The OCR agreed with Rauworth.
In the resolution letter, “OCR has determined that the ALSDE’s current policy regarding the reader accommodation for the ACT Aspire is in violation of Section 504 [of the Rehabilitation Act of 1973] and Title II [of the Americans with Disabilities Act].”
The OCR found the ALSDE, in requiring a student be currently reading at two or more grade levels below the student’s enrollment grade and also that the disability must severely limit the student from decoding at any level of difficulty was “eviscerating the student’s Section 504/IEP team’s responsibility to make the accommodation decision on an individualized basis, the policy fails to comply with Section 504 and Title II.”

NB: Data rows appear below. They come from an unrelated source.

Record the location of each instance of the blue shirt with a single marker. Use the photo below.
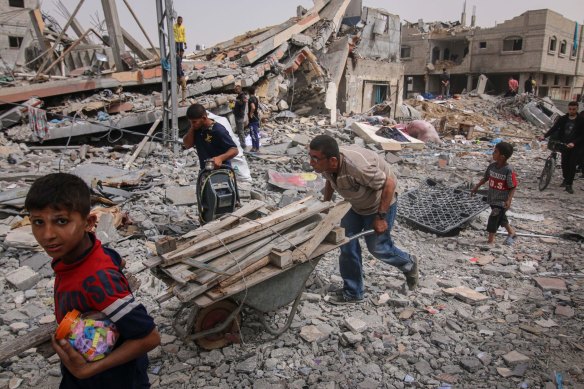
(213, 141)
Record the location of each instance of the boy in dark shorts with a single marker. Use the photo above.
(502, 184)
(88, 277)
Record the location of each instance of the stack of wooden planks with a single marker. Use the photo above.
(227, 255)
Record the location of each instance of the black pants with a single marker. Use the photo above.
(570, 159)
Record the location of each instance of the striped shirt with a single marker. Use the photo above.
(360, 179)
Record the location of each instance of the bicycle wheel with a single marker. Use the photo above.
(547, 173)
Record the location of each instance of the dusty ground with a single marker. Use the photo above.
(420, 339)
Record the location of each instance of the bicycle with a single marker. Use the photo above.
(550, 163)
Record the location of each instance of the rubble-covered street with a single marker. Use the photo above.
(96, 103)
(513, 319)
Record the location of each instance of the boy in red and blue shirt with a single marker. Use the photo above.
(502, 184)
(88, 277)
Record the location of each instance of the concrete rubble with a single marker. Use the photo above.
(483, 316)
(479, 319)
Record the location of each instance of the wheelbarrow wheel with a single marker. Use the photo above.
(213, 316)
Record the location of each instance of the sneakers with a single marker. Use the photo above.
(412, 275)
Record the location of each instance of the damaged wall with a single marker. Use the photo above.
(381, 36)
(519, 47)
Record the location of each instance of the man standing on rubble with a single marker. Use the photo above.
(513, 85)
(182, 79)
(569, 129)
(445, 83)
(528, 85)
(180, 37)
(210, 138)
(366, 181)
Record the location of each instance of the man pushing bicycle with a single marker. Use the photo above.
(569, 129)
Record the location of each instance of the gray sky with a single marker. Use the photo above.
(211, 22)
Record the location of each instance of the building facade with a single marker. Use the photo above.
(15, 21)
(540, 43)
(373, 73)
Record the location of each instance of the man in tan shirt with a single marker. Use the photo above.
(367, 182)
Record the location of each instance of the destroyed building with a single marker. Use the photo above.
(336, 57)
(14, 24)
(541, 43)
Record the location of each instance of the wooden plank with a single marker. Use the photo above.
(216, 225)
(245, 272)
(180, 273)
(234, 234)
(22, 343)
(226, 263)
(262, 274)
(331, 220)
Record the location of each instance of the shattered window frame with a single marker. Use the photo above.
(563, 47)
(512, 44)
(552, 44)
(16, 3)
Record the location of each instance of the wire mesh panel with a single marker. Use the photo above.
(438, 208)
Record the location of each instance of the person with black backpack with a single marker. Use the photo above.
(569, 129)
(254, 120)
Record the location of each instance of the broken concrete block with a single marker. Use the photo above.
(551, 284)
(406, 314)
(356, 325)
(165, 245)
(199, 88)
(312, 334)
(514, 358)
(18, 326)
(21, 238)
(23, 278)
(227, 80)
(351, 337)
(336, 236)
(563, 310)
(210, 74)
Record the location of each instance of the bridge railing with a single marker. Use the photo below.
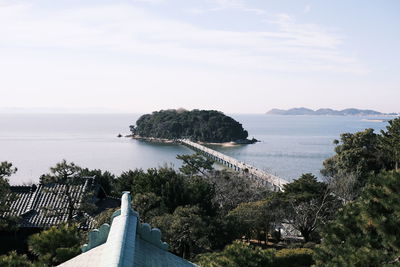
(275, 181)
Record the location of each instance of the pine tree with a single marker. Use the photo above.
(366, 231)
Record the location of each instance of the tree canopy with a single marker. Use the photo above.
(197, 125)
(366, 231)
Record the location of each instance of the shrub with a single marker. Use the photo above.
(296, 257)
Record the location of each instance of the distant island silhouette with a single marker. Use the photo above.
(327, 111)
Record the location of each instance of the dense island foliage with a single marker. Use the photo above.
(222, 218)
(197, 125)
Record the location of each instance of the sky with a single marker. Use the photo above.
(235, 56)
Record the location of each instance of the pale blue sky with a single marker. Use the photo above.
(231, 55)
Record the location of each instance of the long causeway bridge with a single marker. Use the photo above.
(262, 177)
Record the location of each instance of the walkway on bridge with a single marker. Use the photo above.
(263, 177)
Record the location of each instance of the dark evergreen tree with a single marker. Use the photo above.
(366, 231)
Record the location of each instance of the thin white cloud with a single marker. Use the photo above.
(220, 5)
(291, 47)
(307, 9)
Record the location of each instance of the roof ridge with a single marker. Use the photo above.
(33, 199)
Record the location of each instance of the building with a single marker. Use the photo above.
(44, 205)
(38, 207)
(126, 243)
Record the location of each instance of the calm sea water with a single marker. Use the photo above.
(290, 145)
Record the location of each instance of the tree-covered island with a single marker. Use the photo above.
(198, 125)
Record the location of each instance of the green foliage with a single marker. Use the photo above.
(237, 254)
(357, 156)
(55, 245)
(13, 259)
(173, 189)
(240, 254)
(391, 142)
(198, 125)
(185, 230)
(6, 169)
(307, 204)
(104, 179)
(365, 232)
(254, 219)
(296, 257)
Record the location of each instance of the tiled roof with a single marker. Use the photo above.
(42, 205)
(126, 243)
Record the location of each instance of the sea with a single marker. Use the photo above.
(289, 145)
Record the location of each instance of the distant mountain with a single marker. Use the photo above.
(326, 111)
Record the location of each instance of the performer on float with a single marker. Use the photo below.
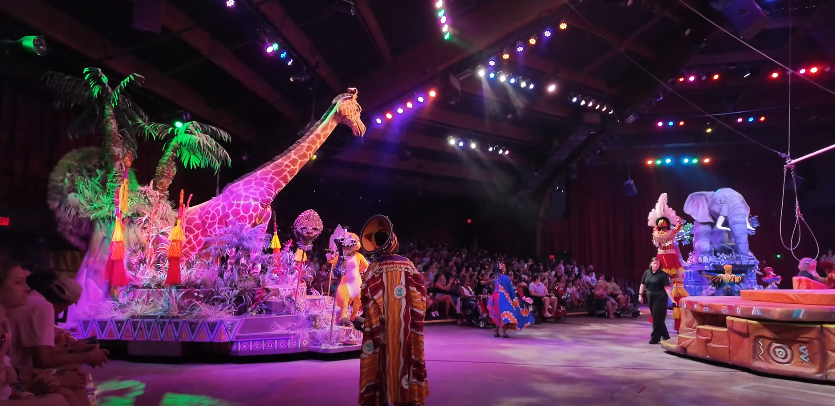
(727, 283)
(347, 262)
(392, 366)
(664, 238)
(506, 311)
(771, 279)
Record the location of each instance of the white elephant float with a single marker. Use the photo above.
(721, 224)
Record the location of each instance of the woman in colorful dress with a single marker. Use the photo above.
(505, 309)
(664, 238)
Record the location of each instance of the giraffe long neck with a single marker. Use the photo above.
(274, 175)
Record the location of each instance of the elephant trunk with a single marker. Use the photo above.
(737, 221)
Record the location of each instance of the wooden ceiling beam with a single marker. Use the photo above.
(176, 21)
(501, 95)
(299, 41)
(367, 15)
(476, 30)
(629, 40)
(435, 114)
(59, 27)
(576, 21)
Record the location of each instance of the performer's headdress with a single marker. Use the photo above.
(378, 236)
(661, 210)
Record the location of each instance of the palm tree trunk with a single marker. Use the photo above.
(166, 169)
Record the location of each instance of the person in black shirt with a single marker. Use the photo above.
(656, 283)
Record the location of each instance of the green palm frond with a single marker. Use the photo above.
(199, 150)
(132, 79)
(97, 81)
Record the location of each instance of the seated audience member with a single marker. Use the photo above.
(13, 294)
(541, 298)
(34, 341)
(602, 299)
(615, 292)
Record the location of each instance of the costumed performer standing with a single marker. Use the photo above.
(657, 287)
(346, 261)
(664, 238)
(392, 366)
(505, 309)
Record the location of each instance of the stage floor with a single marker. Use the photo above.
(585, 361)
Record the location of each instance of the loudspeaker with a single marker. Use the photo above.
(745, 16)
(629, 188)
(147, 15)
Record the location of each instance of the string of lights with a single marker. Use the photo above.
(443, 18)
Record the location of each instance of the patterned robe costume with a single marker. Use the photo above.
(669, 257)
(392, 367)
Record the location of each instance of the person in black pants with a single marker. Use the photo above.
(656, 283)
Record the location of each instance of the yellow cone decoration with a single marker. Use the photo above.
(175, 248)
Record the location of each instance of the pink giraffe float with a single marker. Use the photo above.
(248, 199)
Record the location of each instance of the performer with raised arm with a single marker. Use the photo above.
(664, 238)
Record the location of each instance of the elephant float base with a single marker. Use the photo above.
(788, 333)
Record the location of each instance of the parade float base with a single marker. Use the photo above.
(780, 332)
(238, 336)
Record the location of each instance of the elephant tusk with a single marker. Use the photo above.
(720, 222)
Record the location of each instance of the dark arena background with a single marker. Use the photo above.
(503, 140)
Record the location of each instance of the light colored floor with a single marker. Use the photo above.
(585, 362)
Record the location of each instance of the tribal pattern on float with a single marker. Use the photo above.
(208, 272)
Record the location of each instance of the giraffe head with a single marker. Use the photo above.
(348, 111)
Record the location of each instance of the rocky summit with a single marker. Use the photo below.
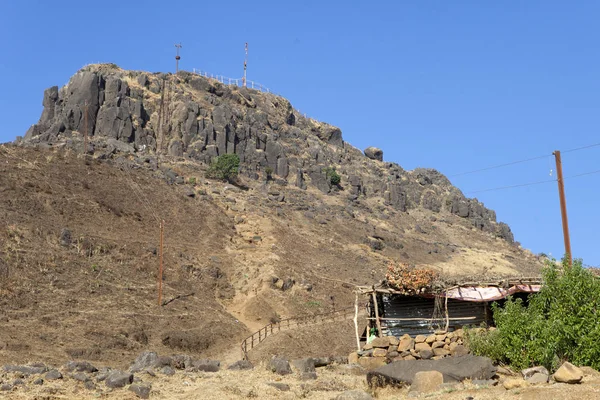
(308, 219)
(191, 117)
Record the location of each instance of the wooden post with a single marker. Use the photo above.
(379, 333)
(447, 316)
(160, 268)
(563, 206)
(356, 322)
(86, 133)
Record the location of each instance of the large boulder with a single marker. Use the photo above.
(427, 382)
(118, 379)
(568, 373)
(454, 369)
(280, 366)
(374, 153)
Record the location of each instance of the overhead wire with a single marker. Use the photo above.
(534, 183)
(522, 161)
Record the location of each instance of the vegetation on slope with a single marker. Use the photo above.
(559, 323)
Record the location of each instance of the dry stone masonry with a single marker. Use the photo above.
(191, 117)
(384, 350)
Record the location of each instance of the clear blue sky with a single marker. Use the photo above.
(451, 85)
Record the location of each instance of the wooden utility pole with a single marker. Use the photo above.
(160, 268)
(177, 58)
(245, 65)
(377, 322)
(563, 206)
(85, 131)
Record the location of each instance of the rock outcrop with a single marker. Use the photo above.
(192, 117)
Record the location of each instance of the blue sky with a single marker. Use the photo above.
(454, 86)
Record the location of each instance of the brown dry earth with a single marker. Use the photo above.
(227, 251)
(330, 383)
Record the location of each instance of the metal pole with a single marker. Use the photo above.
(160, 268)
(177, 58)
(563, 206)
(356, 322)
(85, 134)
(245, 65)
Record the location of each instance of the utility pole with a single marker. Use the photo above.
(245, 65)
(177, 58)
(85, 132)
(563, 206)
(160, 268)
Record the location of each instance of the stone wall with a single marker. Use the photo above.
(387, 349)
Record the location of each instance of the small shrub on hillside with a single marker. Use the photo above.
(269, 173)
(224, 167)
(332, 176)
(559, 324)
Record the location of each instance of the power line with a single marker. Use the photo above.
(498, 166)
(513, 186)
(582, 148)
(534, 183)
(521, 161)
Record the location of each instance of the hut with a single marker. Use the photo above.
(416, 302)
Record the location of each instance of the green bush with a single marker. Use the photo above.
(224, 167)
(332, 176)
(269, 172)
(559, 324)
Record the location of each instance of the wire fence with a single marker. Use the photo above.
(239, 82)
(273, 328)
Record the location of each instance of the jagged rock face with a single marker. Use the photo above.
(193, 117)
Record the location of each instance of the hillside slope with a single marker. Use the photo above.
(79, 254)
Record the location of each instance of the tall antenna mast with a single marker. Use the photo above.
(245, 65)
(177, 58)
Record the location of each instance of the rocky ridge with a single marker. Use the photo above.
(191, 117)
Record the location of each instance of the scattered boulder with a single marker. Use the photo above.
(406, 344)
(568, 373)
(146, 359)
(118, 379)
(280, 366)
(141, 390)
(427, 382)
(241, 365)
(535, 375)
(80, 376)
(374, 153)
(371, 363)
(380, 342)
(538, 378)
(279, 386)
(65, 237)
(80, 366)
(514, 383)
(53, 375)
(206, 365)
(26, 369)
(354, 395)
(454, 369)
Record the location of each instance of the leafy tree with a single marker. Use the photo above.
(560, 322)
(224, 167)
(332, 176)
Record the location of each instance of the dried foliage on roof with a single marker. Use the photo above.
(409, 279)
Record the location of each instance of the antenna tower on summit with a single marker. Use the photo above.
(245, 66)
(177, 58)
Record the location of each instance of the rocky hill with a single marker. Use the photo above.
(79, 256)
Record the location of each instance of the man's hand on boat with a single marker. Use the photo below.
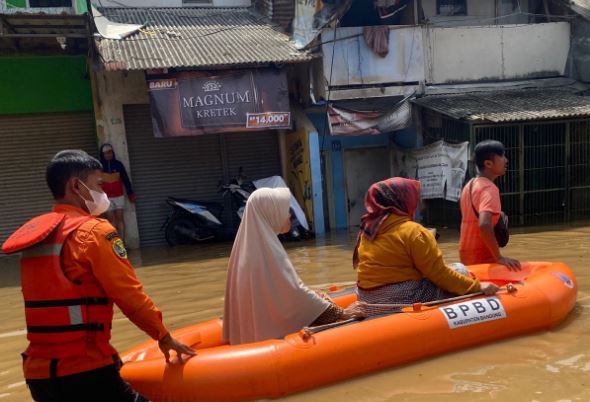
(355, 310)
(488, 288)
(168, 343)
(511, 263)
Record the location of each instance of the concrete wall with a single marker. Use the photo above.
(580, 52)
(111, 91)
(491, 53)
(172, 3)
(439, 55)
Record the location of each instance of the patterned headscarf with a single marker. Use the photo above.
(397, 196)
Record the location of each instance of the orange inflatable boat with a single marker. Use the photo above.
(542, 294)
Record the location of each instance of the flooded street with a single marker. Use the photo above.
(188, 285)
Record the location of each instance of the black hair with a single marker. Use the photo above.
(67, 164)
(485, 151)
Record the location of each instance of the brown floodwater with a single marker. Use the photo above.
(188, 285)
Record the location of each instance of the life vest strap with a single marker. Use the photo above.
(45, 329)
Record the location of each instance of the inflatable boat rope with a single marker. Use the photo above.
(307, 332)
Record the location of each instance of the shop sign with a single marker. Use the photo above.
(195, 103)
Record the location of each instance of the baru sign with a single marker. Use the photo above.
(195, 102)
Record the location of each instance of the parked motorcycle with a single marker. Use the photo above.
(194, 221)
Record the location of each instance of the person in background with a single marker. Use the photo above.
(74, 268)
(264, 296)
(115, 182)
(398, 260)
(478, 244)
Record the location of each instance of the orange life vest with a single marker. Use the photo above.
(62, 316)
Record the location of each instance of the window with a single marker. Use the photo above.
(50, 3)
(451, 7)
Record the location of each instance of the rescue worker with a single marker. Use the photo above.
(74, 267)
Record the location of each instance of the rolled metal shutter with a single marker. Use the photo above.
(189, 167)
(27, 144)
(183, 167)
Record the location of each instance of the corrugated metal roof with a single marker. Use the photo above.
(196, 37)
(512, 105)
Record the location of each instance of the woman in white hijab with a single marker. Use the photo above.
(264, 296)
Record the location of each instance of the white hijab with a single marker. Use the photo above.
(264, 296)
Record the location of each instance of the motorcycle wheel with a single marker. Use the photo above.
(174, 231)
(181, 230)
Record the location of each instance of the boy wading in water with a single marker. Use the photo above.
(478, 244)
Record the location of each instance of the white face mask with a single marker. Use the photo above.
(99, 204)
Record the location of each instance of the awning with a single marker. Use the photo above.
(195, 37)
(511, 105)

In other words, by setting benchmarks for students to qualify for testing accommodations, the ALSDE took away that ability for the child’s Section 504/IEP team to make that determination.
The ALSDE has until November 30th of this year to revise the policy to comply with federal law. OCR must then review and approve the policy.
Nancy Anderson, Associate Director for the Alabama Disabilities Advocacy Program (ADAP), commenting on the resolution agreement said, “The non-discrimination mandates of 504 and Title II of the ADA are mighty powerful. Parents should feel heartened by this.” Anderson said all parts of a child’s plan, either under Section 504 or the Individuals with Disabilities in Education Act (IDEA), should be individualized by the student’s school-based team.
A letter of agreement between the OCR and the ALSDE was signed September 8 by Dr. Philip Cleveland, serving as Alabama’s interim state superintendent. Rauworth’s letter was dated September 13. Her husband handed her the letter when she returned on September 19 from the Paralympics held in Rio de Janeiro, congratulating her on the outcome.
Rauworth works in public policy for people with disabilities. In a written statement Rauworth said, “Accommodations that level the playing field for our children are in fact their right! It is not a privilege or an unfair advantage! I hope that our efforts empower other parents to take action. It is important for us to know that we are not ‘just’ parents; we are advocates and champions for our child’s rights.”
Asked about the resolution, Rauworth was pleased. “It was a hard decision for us as a family to proceed with the OCR complaint,” she wrote, “but I am so glad that we did. I knew that the policy and how the issue was handled was wrong and I did not want to just fix it for our daughter. I wanted it changed so that others would not have to experience what we did. I heard so many stories from my friends in the dyslexia community. Those stories encouraged me to move forward.”
Tiffany Borden, co-founder of the Decoding Dyslexia Alabama advocacy group, said she, too, is happy about the outcome, saying, “Accommodations on these tests is the difference in success and failure for our children”. Decoding Dyslexia Alabama was instrumental in changing how Alabama’s schools screen for dyslexia and intervene when children show characteristics of dyslexia.
Regarding her daughter’s testing experience this spring, she added, “The night before Grace took the first test on the ACT Aspire without the audio accommodation, she broke down in tears. She was terrified that she was going to fail because she would not be able to read all the words in the questions. Because we filed the OCR complaint, we did not feel helpless. We shared with her that night how we were fighting to get the policy changed. Knowing this she felt stronger and more confident. We want her to know that if you see something that is wrong you must speak up and try to change it.”
That change should be in effect prior to the next round of testing, scheduled for Spring 2017.
The ALSDE has not yet responded to request for comment about the resolution.
It is unknown how many students were denied accommodations because of the policy.
*Due to privacy concerns, we are not using Grace’s real name.